Translation models for the preservation of indigenous languages in Colombia

© CDHAL

According to the National Indigenous Organization of Colombia (ONIC), there are 69 languages spoken in Colombia, 65 of which are indigenous languages. This makes Colombia the third most linguistically diverse country in Latin America, after Brazil and Mexico., with a notable concentration in the Amazon and Vaupés areas.. In addition to dialectal diversity, there is an important morphological richness, because in Colombia the four classic morphological types are represented: flexional (Kogui, Arhuaco), agglutinating (Achagua, Andoque, Páez), isolating (Embera, Criollo de San Andrés) and polysynthetic (Kamsá).

 

According to the United Nations, at least 43% of the approximately 6,000 languages spoken on the planet are in danger of extinction.. This situation is also reflected in Colombia, where many indigenous languages are at risk due to the small number of native speakers. The preservation of these languages, which contain ancestral cultures, histories and knowledge, is further complicated by the preference of some communities for oral tradition over written tradition. A clear example is the Inga community, where it is thought that abandoning oral practices would lead to the loss of other traditions that require interaction and dialogue between people that foster spaces for discussion and community cohesion..

In 2023, students and professors from the Universidad de Los Andes presented a proposal to preserve the indigenous languages of Colombia. The project sought to consolidate translation datasets of some Colombian languages, which would later be used to build translation models from Spanish into indigenous languages. Previously, there had been little research on indigenous languages in Colombia, with only two previous studies found. One of these studies focused on Wayuunaiki, consolidating an extensive dataset of translated word and phrase pairs between the two languages. The other study covered both Wayuunaiki and Nasa, and showed significant progress in consolidating translation models. For the final study, the Wayuunaiki and Ika languages, two of the most widely spoken indigenous languages in the territory, were taken into account.

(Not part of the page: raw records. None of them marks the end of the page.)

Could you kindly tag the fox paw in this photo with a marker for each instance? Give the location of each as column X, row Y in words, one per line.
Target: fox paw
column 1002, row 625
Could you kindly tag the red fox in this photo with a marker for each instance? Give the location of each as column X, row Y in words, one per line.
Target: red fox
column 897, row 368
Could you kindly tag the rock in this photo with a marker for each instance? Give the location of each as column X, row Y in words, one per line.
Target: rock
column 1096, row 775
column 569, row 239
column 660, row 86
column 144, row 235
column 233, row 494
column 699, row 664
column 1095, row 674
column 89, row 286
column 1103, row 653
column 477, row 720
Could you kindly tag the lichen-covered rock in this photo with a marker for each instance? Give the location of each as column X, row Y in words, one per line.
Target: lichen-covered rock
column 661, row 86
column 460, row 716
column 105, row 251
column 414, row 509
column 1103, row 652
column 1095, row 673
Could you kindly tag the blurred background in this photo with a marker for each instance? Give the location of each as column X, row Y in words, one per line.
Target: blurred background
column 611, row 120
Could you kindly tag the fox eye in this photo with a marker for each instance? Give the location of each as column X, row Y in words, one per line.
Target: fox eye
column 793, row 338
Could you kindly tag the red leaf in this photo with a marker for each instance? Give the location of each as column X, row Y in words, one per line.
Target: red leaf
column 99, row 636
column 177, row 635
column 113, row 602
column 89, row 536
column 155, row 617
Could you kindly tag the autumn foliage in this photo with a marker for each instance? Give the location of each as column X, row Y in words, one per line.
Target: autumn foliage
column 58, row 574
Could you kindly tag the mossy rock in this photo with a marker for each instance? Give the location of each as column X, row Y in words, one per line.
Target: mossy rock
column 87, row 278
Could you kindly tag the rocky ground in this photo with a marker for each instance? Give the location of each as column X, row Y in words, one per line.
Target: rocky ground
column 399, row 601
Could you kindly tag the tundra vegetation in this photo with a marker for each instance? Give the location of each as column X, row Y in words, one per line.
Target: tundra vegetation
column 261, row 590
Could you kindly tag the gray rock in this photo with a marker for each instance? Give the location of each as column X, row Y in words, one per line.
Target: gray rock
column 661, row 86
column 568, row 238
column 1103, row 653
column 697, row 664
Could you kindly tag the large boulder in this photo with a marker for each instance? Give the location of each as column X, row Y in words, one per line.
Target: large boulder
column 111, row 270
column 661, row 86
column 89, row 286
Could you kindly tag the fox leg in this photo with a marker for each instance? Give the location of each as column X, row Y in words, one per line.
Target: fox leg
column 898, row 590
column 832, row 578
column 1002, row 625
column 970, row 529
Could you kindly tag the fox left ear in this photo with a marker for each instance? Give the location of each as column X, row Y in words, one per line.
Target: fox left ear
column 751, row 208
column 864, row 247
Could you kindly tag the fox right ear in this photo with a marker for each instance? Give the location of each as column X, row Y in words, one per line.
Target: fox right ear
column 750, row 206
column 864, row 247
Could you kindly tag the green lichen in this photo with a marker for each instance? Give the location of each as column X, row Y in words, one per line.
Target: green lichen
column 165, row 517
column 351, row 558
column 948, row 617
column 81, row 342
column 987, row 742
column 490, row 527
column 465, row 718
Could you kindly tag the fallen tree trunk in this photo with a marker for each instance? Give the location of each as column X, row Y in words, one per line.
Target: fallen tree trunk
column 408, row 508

Wayuunaiki is an indigenous language spoken mainly in the region of La Guajira, in northern Colombia, and in parts of Venezuela. It is an agglutinative language, meaning that words are formed by joining independent monemes. In 2018, the census determined that the Wayuu population exceeded 380,000, consolidating it as the largest indigenous community in Colombia. On the other hand, Ika is the language spoken by the Arhuaca community, which has more than 34,000 inhabitants and is mainly found in the departments of Magdalena, La Guajira and Cesar, with its epicenter in the western and southeastern part of the Sierra Nevada de Santa Marta. This language belongs to the Chibcha family and is characterized by forming sentences by adding several morphemes to a root or lexeme.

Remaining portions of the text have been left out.